Australian foreign minister Julie Bishop spoke of giving the Philippines “Iraq- level assistance”. Australia has taken part in repeated US-led imperialist aggressions against Iraq that have left more than a million Iraqis dead and their country in ruins and wracked by conflict.

Duterte promised before he was elected that he would seek negotiated solutions to Mindanao’s multiple insurgencies and have a tough, independent foreign policy stance towards the US and the West. He has done the opposite.

The history of conflict in Mindanao is related to the just struggle of the Bangsamoro people for self-determination. Genuine self-determination is the only solution to the exploitation and oppression of the Bangsamoro people at the hands of “imperial Manila” or the traditional Philippine oligarchy.

Duterte’s war in Marawi is just the latest example of Filipino state aggression against the Bangsamoro people. The PLM calls for the immediate passage and implementation of the latest Bangsamoro Basic Law agreed upon by the Moro Islamic Liberation Front and other Bangsamoro groups. 

A negotiated solution to the conflicts in Mindanao should be based on equality, mutual respect and solidarity between the Filipino, Moro and Lumad people. This solidarity includes standing together against foreign exploitation. 

We note that the destruction of nature and communities by Australian mining companies has been a contributor to conflict in Mindanao. Protecting these mining interests will be a task of Australian forces.

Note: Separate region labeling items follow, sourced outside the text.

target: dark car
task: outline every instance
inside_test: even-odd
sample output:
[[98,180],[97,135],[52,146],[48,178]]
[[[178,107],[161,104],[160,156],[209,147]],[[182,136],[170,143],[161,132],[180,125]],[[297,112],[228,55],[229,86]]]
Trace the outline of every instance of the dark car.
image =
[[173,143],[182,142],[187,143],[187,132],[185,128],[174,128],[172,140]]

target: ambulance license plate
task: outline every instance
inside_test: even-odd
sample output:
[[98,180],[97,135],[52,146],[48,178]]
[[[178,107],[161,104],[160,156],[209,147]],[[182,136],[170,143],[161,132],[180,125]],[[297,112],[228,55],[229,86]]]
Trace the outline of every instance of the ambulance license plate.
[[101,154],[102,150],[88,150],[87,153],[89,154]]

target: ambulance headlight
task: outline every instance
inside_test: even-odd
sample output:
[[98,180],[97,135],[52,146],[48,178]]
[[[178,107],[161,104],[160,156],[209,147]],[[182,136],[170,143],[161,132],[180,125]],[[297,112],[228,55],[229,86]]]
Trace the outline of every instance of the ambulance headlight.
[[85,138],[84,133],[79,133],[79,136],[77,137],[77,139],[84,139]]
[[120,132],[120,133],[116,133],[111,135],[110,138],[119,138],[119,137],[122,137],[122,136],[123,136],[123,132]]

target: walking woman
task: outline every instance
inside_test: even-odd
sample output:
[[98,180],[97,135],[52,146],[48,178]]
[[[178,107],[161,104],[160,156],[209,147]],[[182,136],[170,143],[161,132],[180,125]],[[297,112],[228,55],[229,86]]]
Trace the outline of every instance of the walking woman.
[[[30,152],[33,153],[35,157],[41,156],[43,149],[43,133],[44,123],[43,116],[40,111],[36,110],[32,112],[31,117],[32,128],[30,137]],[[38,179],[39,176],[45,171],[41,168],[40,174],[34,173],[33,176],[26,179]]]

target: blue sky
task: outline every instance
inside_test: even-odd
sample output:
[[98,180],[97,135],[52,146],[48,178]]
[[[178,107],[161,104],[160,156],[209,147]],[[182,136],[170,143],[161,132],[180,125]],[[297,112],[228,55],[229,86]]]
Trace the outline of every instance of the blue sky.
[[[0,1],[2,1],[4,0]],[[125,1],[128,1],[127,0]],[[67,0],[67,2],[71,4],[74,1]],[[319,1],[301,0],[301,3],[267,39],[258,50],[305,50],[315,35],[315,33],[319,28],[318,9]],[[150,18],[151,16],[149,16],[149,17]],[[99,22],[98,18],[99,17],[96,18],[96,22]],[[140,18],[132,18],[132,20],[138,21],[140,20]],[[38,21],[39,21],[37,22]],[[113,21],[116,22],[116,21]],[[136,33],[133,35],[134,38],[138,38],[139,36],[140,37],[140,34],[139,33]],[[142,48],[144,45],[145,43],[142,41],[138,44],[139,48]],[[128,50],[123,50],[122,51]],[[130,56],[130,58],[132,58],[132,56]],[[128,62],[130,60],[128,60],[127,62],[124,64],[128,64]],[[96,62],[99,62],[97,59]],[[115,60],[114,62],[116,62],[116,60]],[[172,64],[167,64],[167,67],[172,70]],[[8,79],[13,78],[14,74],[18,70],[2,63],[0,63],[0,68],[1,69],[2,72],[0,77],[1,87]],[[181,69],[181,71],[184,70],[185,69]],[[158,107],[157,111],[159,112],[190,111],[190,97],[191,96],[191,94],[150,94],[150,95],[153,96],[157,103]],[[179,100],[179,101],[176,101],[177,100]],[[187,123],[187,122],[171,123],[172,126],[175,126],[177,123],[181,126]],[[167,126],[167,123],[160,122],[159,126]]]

Australian politicians justify sending forces by saying that instability in the Philippines poses a threat to Australia. We say to the Australian people: your government is lying. The Philippines poses no threat to Australia, but Australia is fuelling violence in our country.

We note Australia’s long history of waging imperialist wars, often under US leadership, in our region, in Korea, Malaysia, Vietnam, Cambodia, Laos among others. But we are also aware of a history of anti-imperialist solidarity from Australian trade unions, such as with Indonesia in the 1940s and East Timor in the 1990s and opposition to the wars in Vietnam, Iraq and Afghanistan. We call for such solidarity now.